3. The NRA is wrong simply because they are misusing the Second Amendment, as they often do. The Constitution, most especially, the Bill of Rights, is intended to limit government behavior in order to maximize liberty. Employers, not including government agencies, are not part of the government and therefore are not bound by the same rules. Of course, this is assuming a society in which all interaction is voluntary. Being an employee of a company is voluntary. If they don’t like the policies, they can quit. However, society has devolved to the point were many things are not voluntary, which probably violates one or more of the other rights laid out in the Constitution. For instance, education is a lawful requirement.
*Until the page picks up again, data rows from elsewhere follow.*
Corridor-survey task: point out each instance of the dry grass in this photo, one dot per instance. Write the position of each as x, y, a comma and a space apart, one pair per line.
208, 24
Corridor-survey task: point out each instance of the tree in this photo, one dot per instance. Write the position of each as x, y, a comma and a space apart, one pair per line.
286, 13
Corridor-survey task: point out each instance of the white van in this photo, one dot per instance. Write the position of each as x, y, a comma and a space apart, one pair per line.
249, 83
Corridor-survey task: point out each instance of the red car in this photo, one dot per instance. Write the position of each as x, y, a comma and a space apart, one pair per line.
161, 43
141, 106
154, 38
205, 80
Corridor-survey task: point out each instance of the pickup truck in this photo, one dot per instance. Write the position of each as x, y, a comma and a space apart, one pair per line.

This leads me to answering question 4.
4. Since education is an involuntary interaction from the perspective of students, I would consider it a violation of the Second Amendment to not allow students to carry guns. The same does not apply for the teachers due to the already mentioned concept of voluntary employment. However, it would be good policy to allow teachers to carry due to the fact that the increased risk of gun violence from teachers is minimal compared to the risk of students already carrying. The presence of guns in school cannot violate a right to a safe learning environment because the right to safety does not exist within the confines of liberty. The concept of safety has such broad coverage that making it a right would inevitably violate everyone’s rights to everything. Simply leaving the house is less safe than staying home, after all. I should close this paragraph with a potential necessary clarification. I am suggesting that students have the right to bear arms in school only in the context of forced education, since the government is involved. Ideally, everything would be voluntary including school, which would make for only private schools. In such cases, just like my argument for company autonomy in #2, schools would be free to establish a ban on guns just as students could choose to boycott the school whose policies they disagree with.